Rob Parson had recently been hired by Paul Nasr, a senior managing director at Morgan Stanley as a principal in the Capital Markets Services division. The division had done very little business even with its most important investment banking clients. In particular the bank wanted to improve business with clients in the financial services industry. Parson was hired for his proven track record in this domain, for his relationships with clients and for his energetic and entrepreneurial approach. Soon after he was hired Parson started delivering results and played instrumental role in improving Morgan Stanley’s ranking and market share. He got first time business with several clients and increased business volumes from existing ones.
However, Rob Parson’s way of working and the performance evaluation that he got as a result of it has become a cause of dilemma for Paul Nasr. While the firm had been laying strong emphasis on establishing a “one firm” culture – focusing on integrity, utilizing employees’ ability to the fullest and mutual dignity and respect, Parson had his own way of doing things. He had a clear priority for the task at hand and often disregarded firm’s time-consuming procedures like consensual decision making. His colleagues often felt intimidated and left out and felt he needed to work a lot on his inter-personal skills.

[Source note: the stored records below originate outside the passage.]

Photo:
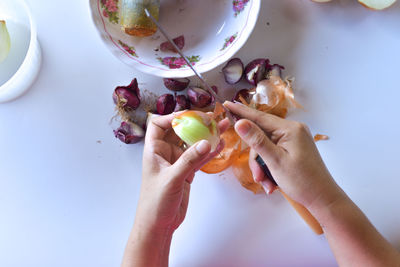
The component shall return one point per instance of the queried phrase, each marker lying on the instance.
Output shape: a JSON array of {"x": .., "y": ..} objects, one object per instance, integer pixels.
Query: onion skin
[
  {"x": 245, "y": 93},
  {"x": 129, "y": 133},
  {"x": 176, "y": 85},
  {"x": 182, "y": 103},
  {"x": 168, "y": 47},
  {"x": 199, "y": 97},
  {"x": 127, "y": 97},
  {"x": 233, "y": 71},
  {"x": 275, "y": 70},
  {"x": 255, "y": 71},
  {"x": 166, "y": 104}
]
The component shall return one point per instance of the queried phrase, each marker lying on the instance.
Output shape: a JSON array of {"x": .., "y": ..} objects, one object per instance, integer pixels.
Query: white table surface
[{"x": 67, "y": 200}]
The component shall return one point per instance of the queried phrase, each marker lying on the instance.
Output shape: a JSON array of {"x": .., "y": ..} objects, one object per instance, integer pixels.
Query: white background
[{"x": 67, "y": 200}]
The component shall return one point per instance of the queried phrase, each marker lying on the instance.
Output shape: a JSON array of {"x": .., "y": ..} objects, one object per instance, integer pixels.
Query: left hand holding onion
[{"x": 168, "y": 171}]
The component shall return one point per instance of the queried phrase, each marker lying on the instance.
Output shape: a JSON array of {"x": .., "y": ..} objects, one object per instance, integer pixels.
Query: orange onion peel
[
  {"x": 274, "y": 96},
  {"x": 241, "y": 169},
  {"x": 320, "y": 137},
  {"x": 227, "y": 156}
]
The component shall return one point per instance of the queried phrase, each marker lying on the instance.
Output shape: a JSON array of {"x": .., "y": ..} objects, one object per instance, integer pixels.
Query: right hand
[{"x": 288, "y": 149}]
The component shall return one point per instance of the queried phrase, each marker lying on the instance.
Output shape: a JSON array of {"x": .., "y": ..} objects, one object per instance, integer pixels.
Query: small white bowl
[
  {"x": 22, "y": 65},
  {"x": 214, "y": 31}
]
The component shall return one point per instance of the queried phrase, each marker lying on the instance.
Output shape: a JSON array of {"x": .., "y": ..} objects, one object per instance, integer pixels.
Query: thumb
[
  {"x": 191, "y": 160},
  {"x": 257, "y": 140}
]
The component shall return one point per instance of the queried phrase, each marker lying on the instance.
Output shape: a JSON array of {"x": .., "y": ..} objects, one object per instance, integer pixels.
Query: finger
[
  {"x": 191, "y": 160},
  {"x": 160, "y": 126},
  {"x": 267, "y": 122},
  {"x": 257, "y": 140},
  {"x": 223, "y": 125},
  {"x": 259, "y": 175}
]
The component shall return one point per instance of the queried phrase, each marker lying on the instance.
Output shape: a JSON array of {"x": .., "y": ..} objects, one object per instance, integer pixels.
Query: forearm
[
  {"x": 353, "y": 239},
  {"x": 147, "y": 248}
]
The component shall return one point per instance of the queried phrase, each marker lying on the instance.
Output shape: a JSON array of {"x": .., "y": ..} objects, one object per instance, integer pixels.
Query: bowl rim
[
  {"x": 160, "y": 71},
  {"x": 27, "y": 72}
]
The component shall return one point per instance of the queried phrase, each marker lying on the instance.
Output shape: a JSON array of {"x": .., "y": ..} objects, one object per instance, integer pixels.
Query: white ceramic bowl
[
  {"x": 22, "y": 65},
  {"x": 214, "y": 31}
]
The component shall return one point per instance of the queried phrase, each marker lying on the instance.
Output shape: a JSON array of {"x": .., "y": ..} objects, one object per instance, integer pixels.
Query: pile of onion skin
[{"x": 268, "y": 92}]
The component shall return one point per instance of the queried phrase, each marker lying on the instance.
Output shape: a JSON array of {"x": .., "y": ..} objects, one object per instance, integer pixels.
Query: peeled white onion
[{"x": 5, "y": 43}]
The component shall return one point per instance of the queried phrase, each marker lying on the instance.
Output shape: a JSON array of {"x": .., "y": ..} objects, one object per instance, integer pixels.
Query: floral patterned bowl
[{"x": 214, "y": 31}]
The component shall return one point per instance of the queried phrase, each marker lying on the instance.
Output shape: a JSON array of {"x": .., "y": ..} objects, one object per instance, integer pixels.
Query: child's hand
[
  {"x": 289, "y": 151},
  {"x": 168, "y": 172}
]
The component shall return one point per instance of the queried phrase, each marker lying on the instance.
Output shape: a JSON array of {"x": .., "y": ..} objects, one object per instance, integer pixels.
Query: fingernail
[
  {"x": 203, "y": 147},
  {"x": 265, "y": 186},
  {"x": 238, "y": 102},
  {"x": 243, "y": 128}
]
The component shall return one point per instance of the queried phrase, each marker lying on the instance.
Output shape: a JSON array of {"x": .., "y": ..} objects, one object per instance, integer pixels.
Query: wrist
[
  {"x": 147, "y": 246},
  {"x": 327, "y": 201}
]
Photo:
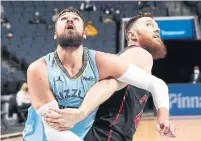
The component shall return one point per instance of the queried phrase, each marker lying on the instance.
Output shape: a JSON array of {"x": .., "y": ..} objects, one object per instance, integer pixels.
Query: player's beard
[
  {"x": 70, "y": 39},
  {"x": 155, "y": 47}
]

Paul Nasr, now, had to take a call as to whether to promote Parson to Managing Director as promised. Though the 360-degree performance evaluation had thrown up unfavourable feedback from employees, Nasr knew that he couldn’t afford to lose Parson by not promoting him.
Nasr’s dilemma was thus to choose between recognizing excellent performance and setting a precedent of accepting non-adherence to company culture by an employee.
2. Objective
To resolve the dilemma that Nasr is facing regarding the promotion of his star performed Rob Parson.